An easy place to put them is where the VDC bus bar solder areas used to be, between the 1210 caps and the high-side FETs:

For each high-side FET, three can be arranged so that their positive terminals are directly adjacent to the drain pads. The negative terminal can be sent to the power ground plane on the first inner layer with a via-in-pad. This also has the advantage of shortening the power loop considerably, at least for the high-frequency switching transient. The only real disadvantage is losing the option for a VDC bus bar, which realistically shouldn't be necessary for the average power levels here.

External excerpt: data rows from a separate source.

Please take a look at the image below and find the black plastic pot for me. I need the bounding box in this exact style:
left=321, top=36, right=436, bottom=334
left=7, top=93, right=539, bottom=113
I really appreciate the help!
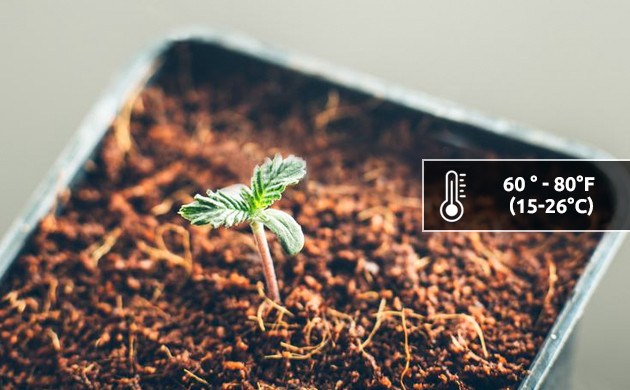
left=0, top=30, right=626, bottom=390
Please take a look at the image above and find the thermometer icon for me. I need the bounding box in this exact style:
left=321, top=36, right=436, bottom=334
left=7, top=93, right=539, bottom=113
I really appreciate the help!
left=440, top=171, right=466, bottom=222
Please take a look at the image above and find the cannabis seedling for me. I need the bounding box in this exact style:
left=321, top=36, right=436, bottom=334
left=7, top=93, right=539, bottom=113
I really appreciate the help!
left=179, top=154, right=306, bottom=302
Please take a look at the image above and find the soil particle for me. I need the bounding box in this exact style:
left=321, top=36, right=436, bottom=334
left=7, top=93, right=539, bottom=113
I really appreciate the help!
left=0, top=55, right=599, bottom=390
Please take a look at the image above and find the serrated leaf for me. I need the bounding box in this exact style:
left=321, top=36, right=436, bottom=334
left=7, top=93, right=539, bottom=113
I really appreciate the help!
left=179, top=184, right=251, bottom=228
left=247, top=154, right=306, bottom=210
left=256, top=209, right=304, bottom=255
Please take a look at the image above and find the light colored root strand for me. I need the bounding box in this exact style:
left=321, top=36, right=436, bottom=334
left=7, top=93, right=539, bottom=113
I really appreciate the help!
left=137, top=223, right=193, bottom=274
left=428, top=313, right=489, bottom=359
left=184, top=368, right=210, bottom=386
left=543, top=260, right=558, bottom=307
left=328, top=308, right=357, bottom=337
left=400, top=308, right=411, bottom=390
left=265, top=337, right=330, bottom=360
left=47, top=329, right=61, bottom=352
left=88, top=227, right=122, bottom=267
left=159, top=344, right=173, bottom=359
left=382, top=309, right=489, bottom=359
left=114, top=83, right=144, bottom=154
left=359, top=299, right=386, bottom=351
left=44, top=278, right=59, bottom=313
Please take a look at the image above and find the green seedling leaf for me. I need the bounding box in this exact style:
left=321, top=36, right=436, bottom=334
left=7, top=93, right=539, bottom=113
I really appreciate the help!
left=179, top=184, right=250, bottom=228
left=179, top=154, right=306, bottom=301
left=258, top=209, right=304, bottom=255
left=248, top=154, right=306, bottom=210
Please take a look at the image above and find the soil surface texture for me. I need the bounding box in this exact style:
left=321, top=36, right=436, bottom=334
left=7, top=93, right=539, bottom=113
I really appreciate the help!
left=0, top=47, right=600, bottom=390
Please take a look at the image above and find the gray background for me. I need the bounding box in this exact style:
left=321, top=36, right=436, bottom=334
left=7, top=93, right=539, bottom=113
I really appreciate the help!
left=0, top=0, right=630, bottom=390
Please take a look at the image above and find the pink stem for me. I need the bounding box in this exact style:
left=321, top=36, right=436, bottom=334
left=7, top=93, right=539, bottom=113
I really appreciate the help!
left=251, top=221, right=280, bottom=302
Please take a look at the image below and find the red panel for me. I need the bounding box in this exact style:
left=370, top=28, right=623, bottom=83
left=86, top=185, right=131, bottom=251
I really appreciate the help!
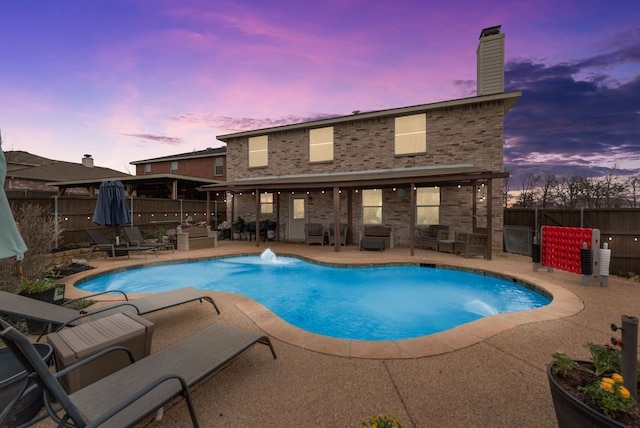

A riskier move would be to drop in four more 10nF 0402s between the FETs:

The drain pads of the high-side FET (VDC) align with the source pads of the low-side FET (GND), so it's very tempting to bridge the gap with an 0402 capacitor. I even tried this on the physical board, by scratching off some solder mask:

Even with the ugly attachment, this did show a significant improvement, with the overshoot dropping from 94% to 65% and the frequency increasing from 160MHz to 210MHz:

This does seem like it would provide the shortest possible power loop, but an important difference between the soldered-on test and the actual layout is that there is still a mostly solid switch node (output) plane beneath the capacitors as-tested. It's like having a seventh PCB layer. In actuality, that plane gets cut if the capacitors are placed there, changing the power loop from a thin vertical sandwich to multiple horizontal loops, which might very well have higher inductance.

This configuration, with capacitors between the FETs, is actually discussed in the EPC layout guidelines. In order to get back to a thin vertical sandwich power loop, the switch node plane, rather than GND, should be on the first inner layer. But if I fully swap SW and GND layers, the loop sandwich to the outer capacitors becomes thicker, potentially cutting off those capacitors with much higher outer loop inductance.

I decided to try just inserting a small SW plane on the first inner layer, and only between the FETs. The rest of the first and second inner layers remains as GND to hopefully preserve some of the outer capacitor loop performance. And since I'm indecisive, I only did this on one half of the board for the next revision. That'll let me A/B test it against the more normal layout. I expect both to have much more interesting transients with composites of multiple frequencies, so it might be trickier to analyze. We'll see when the Rev 2 boards arrive.